Quand le Parti de la Liberté remporte ses élections, les réactions sont fortes et diamétralement opposées. Alors que certains festoient et célèbrent la victoire dans les rues, d’autres s’enferment dans leur demeure ou empilent leurs choses dans les voitures pour partir le plus rapidement possible. Il est vrai que la Liberté dont parle le Parti ne concerne que certains individus. Dès le lendemain, de nouvelles lois font leur apparition. L’habillement, la nourriture, le rire sont régentés et des nuanciers de couleur créés par le Ministère des Origines Nationales sont affichés un peu partout en ville alors que les handicapés sont repérés et « pris en charge » par l’État…

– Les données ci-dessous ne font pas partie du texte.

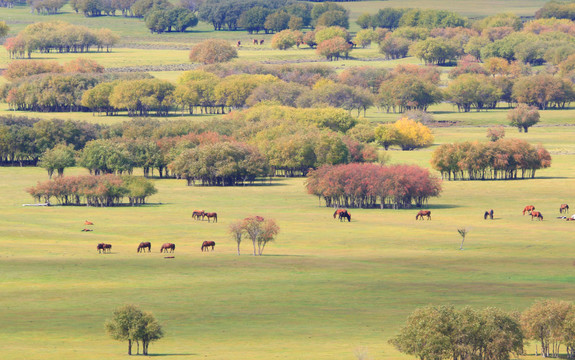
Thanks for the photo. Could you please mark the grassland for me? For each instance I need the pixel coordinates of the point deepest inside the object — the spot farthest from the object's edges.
(324, 288)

Roman choral écrit par sept auteures, On n’a rien vu venir parle de l’importance de la lecture des programmes politiques et du vote, d’homophobie, de racisme, de xénophobie. Composé de sept chapitres mettant chacun en scène un adolescent différent, il frappe l’imaginaire et fait réfléchir. Écrit pour être accessible dès 9 ans, ce roman peut aussi interpeler les plus vieux grâce à la force de la réflexion qu’il suscite.
« - Au moins, a murmuré papa, si la situation dégénère encore plus, notre famille ne risque pas grand chose. Heureusement pour nous, on est français depuis belle lurette.
- Pardon? s' est écriée Léonie. "Heureusement pour nous"? Alors que Walid et Samia habitent juste à côté? Eux, "malheureusement", ça ne te dérangerait pas qu'ils soient menacés? »
Un roman choral à sept auteurs peut être ardu à lire étant donné la différence des styles. Toutefois, si parfois la phrase « On ne l’avait pas vu venir » présente dans tous les chapitres semble un peu forcée, le reste du roman est fluide, les voix se suivants de façon naturelle, et le résultat est percutant. En effet, chaque auteure présente une réalité différente. Celle de celui dont les parents sont pro Parti de la Liberté et qui se rend compte trop tard de ce que ce dernier implique vraiment, celle de l’adolescent handicapé qui doit fuir pour ne pas mourir, celle de celui qui a la peau juste trop foncée et que sa mère empêche de sortir de peur qu’il lui arrive quelque chose. Si chacune des histoires peut être prise séparément, lues les unes à lasuite des autres elles offrent un portrait d’ensemble encore plus effrayant. Le roman est cependant très court, on reste donc parfois dans le plus caricatural, mais c’est une lecture incontournable pour éveiller l’attention et faire réfléchir sur l’actualité et au danger de certaines options politiques.
Le petit plus? La préface de Stéphane Hessel permet au lecteur d’aborder le récit avec un regard plus attentif parce qu’il l’interpelle directement et lui rappelle que, même jeune, chacun peut s’engager pour éviter de telles dérives.